For AFM members who own valuable musical instruments that may contain parts or products of species protected under the Convention on International Trade in Endangered Species of Wild Fauna and Flora (CITES) and/or the Endangered Species Act (ESA), it is imperative that you act immediately to obtain a US Fish and Wildlife Service (USFWS) traveling permit for your musical instrument. You should apply as far ahead of your trip as possible because government processing time may be unpredictable. Whether you are planning a one-time trip, or multiple tours outside of the US, you should immediately apply for the appropriate permit to allow you to exit and re-enter the US without putting your instrument at risk. Even if you are not currently planning international travel, get a permit anyway! Since the permit has a three-year lifespan, you will be prepared in case you are booked to travel and work at the 11th hour.
If your instrument does not contain any of the federally listed materials, consider now whether you plan to purchase an instrument or raw materials that appear on the list. Learning about and observing USFWS guidelines (click here) prior to departure from the US can save you time, trouble, and lots of money.
The AFM Office of Government Relations, in cooperation with the Congressional Arts Group (CAG), have been meeting regularly since May 2013 with USFWS administrators about federal guidelines, as well as new proposed rules and travel certificates for musical instruments containing rare woods and endangered species components. These high-level meetings at USFWS headquarters came about as a result of several cases of musical instruments being denied re-entry into the US. Prior to departure from the US, the instrument owners were not aware of their obligation under the law to obtain a USFWS exit and re-entry permit, which certifies proof of ownership. The current application can be located here. In addition to customs and border security agents, USCIS and Department of Agriculture agents staff international ports of exit and entry with the express responsibility to identify objects that may violate the law or provisions of the CITES treaty.

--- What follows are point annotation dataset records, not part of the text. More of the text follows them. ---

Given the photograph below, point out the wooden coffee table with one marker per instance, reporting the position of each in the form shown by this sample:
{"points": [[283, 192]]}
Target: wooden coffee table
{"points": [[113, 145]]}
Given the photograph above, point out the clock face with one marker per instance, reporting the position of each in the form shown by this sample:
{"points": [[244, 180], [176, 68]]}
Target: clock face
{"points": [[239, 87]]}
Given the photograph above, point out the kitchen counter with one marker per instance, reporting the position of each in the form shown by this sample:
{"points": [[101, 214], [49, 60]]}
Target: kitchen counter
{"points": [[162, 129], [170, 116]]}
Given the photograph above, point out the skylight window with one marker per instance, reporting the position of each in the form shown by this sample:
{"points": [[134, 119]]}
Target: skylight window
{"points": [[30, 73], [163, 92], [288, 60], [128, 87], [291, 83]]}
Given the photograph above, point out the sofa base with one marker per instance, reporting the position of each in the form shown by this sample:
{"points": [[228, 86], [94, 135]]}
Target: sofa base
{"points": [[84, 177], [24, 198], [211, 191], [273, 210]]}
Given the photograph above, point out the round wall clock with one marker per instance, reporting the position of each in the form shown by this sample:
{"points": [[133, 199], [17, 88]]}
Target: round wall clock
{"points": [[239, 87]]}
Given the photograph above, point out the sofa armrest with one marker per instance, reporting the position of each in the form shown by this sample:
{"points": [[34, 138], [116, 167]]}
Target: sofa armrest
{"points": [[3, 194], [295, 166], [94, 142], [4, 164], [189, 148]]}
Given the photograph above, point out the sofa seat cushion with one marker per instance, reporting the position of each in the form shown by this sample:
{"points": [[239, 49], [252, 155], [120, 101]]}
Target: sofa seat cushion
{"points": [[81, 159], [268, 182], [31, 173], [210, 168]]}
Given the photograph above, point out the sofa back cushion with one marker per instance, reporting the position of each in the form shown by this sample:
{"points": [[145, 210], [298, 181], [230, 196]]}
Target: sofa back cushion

USFWS is working on new rules. But, more importantly, the service has now stepped up enforcement of current rules. As a courtesy, the department has been meeting and working with the AFM and CAG about a new musical instrument passport and new administrative rule-making that will allow exit and re-entry into the US. The process is currently in the public comment period and the AFM is reviewing new certificate language and forms connected with the pending Musical Instrument Passport application (click here).
Note: For those with an interest, it was settled that the recent confiscation and destruction of prized bamboo flutes at JFK Airport was done under the auspices of Department of Agriculture rules that also define prohibited or banned substances. This agency also requires certification prior to departure and for re-entry back into the US (click here).
Call to Action on African Ivory
On February 25, 2014, the USFWS, under the auspices of the US Department of the Interior, issued a directive outlining sweeping new administrative actions to strengthen US trade controls for elephant ivory, rhinoceros horn, and parts and products of other species listed under the Endangered Species Act (ESA) (click here). Many stringed instruments and some brass instruments will be impacted by this new directive. Frequently asked questions relating to this new directive are answered by following this link.
This recently created federal rule went into effect immediately. The Congressional Arts Group and the AFM have both raised questions as to how these rules actually apply to musical instruments containing minimal portions of this newly banned substance and made prior to February 26, 1976. The AFM Office of Government Relations is working with a group of nationally recognized organizations. We have dovetailed our efforts on this issue with our ongoing USFWS discussions about CITES regulations and the instrument passport.